Photoexcited Electrons Driven by Doping Concentration Gradient: Flux-Prepared NaTaO3 Photocatalysts Doped with Strontium Cations

Electron–hole recombination always competes with desired reactions on semiconductor photocatalysts. Reducing recombination probability is essential for increasing the quantum efficiency of the reactions. Previous studies demonstrated that doping with lanthanoid or alkaline-earth metal cations reduced recombination probability in NaTaO3 photocatalysts for artificial photosynthesis. The motivation behind this study was to reveal how the guest metal cations reduced recombination probability. NaTaO3 photocatalysts were doped with Sr cations through crystallization in molten NaCl flux to produce 50–100 nm sized particles of NaTaO3–Sr(Sr1/3Ta2/3)O3 solid solution. Intraparticle distribution of Sr cations was sensitive to immersion time in the hot flux with a fixed Sr concentration of 2 mol % relative to Ta.

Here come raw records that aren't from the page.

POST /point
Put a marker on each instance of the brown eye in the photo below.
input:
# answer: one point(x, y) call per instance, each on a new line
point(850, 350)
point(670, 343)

Extended immersion for 60 h resulted in a homogeneous Sr distribution. Curtailed immersion for 1 h yielded particles capped with a 3 nm thick Sr-accumulated layer. The population of electrons bandgap-excited under Hg–Xe lamp irradiation was enhanced in the 1-h immersed photocatalyst by 160 times relative to that in a Sr-free NaTaO3 photocatalyst. In the 60-h immersed photocatalyst, population enhancement was not more than 9 times. We interpreted the large population enhancement in the 1-h immersed photocatalyst with a concentration gradient of Sr cations from the surface to bulk. The concentration gradient induced an energy gradient of conduction-band minimum. Photoexcited electrons were driven on the energy gradient to be separated from holes. The overall water splitting reaction rate was evaluated on the photocatalysts to show a 4-times enhancement on the 1-h immersed photocatalyst relative to the rate on the Sr-free photocatalyst. The reaction-rate enhancement less than the electron population enhancement was ascribed to a limited fraction of electrons overriding the energy gradient and returning back to the surface.